Propeller Performance Prediction in an Artificially Generated Wake Field Using RANSE

Marine propellers usually operate behind a ship and are subject to a non-uniform inflow field due to the ship’s boundary layer and wake system. This flow field is responsible for unsteady loads on the blades and often for the occurrence of unsteady cavitation phenomena, which are important in the analysis of shaft vibrations and pressure fluctuations. RANSE (Reynolds-Averaged Navier-Stokes Equations) solvers are becoming a widely used tool for the modelling of the unsteady flow around propellers operating behind a ship. However, RANSE solvers are also associated with large computational requirements. Mikkelsen et al. (2007) introduced a method using body-forces for the generation of the ship wake field. These body-forces were combined with RANSE for the prediction of the propeller performance without the presence of the ship hull, reducing substantially the computational cost. A similar method was implemented by Shin et al. (2011) for unsteady cavitation simulations. These results have shown the feasibility of the method for the generation of a desired ship hull wake and prediction of the blade-load variations.
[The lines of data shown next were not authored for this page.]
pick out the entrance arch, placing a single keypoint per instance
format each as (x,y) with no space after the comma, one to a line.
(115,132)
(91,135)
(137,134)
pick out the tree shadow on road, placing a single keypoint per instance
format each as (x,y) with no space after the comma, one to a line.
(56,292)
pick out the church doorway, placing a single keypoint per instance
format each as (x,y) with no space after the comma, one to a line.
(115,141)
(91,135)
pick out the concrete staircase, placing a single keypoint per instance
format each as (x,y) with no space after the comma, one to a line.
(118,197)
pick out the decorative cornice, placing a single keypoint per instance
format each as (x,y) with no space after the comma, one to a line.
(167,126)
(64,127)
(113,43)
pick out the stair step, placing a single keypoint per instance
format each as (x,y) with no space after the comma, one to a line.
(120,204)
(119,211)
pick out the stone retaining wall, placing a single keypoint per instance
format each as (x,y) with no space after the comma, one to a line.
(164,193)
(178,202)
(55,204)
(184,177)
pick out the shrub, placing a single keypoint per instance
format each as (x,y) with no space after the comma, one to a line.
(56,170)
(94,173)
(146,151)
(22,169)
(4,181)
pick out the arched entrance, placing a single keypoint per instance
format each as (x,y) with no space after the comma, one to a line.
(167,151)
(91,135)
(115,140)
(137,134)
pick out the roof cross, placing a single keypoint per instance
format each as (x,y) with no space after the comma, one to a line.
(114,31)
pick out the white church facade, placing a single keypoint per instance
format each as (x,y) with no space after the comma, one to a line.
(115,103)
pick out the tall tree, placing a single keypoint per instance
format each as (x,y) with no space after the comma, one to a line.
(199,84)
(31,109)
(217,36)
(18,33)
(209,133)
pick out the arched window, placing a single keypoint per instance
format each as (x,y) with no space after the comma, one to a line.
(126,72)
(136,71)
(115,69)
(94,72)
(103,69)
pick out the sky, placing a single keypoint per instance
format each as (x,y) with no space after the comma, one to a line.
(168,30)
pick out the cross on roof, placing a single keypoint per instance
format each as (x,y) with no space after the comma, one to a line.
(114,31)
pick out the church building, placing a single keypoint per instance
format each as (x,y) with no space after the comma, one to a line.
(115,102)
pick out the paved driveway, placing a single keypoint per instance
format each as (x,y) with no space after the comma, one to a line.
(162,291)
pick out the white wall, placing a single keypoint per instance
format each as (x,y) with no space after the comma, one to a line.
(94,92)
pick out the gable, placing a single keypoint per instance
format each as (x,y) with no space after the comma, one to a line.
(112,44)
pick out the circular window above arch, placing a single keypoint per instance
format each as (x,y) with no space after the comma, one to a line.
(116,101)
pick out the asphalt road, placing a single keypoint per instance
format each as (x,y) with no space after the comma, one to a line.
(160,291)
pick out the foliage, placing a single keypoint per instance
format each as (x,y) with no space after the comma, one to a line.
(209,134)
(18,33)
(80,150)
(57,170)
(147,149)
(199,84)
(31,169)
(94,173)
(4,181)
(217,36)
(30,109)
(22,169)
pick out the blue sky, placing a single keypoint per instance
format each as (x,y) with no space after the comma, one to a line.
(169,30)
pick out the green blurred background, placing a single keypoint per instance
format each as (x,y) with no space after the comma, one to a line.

The aim of the present paper is to present a method for an accurate prediction of the propeller unsteady performance in an artificial wake field using RANSE in a cost-effective way. The propeller performance predictions in this artificial wake field are compared to the predictions in behind the ship. The paper is organised as follows: the major features of the numerical method are presented in Section 2; the test case and numerical set-up are described in Section 3; the numerical results are shown in Section 4; in Section 5 the main conclusions are drawn.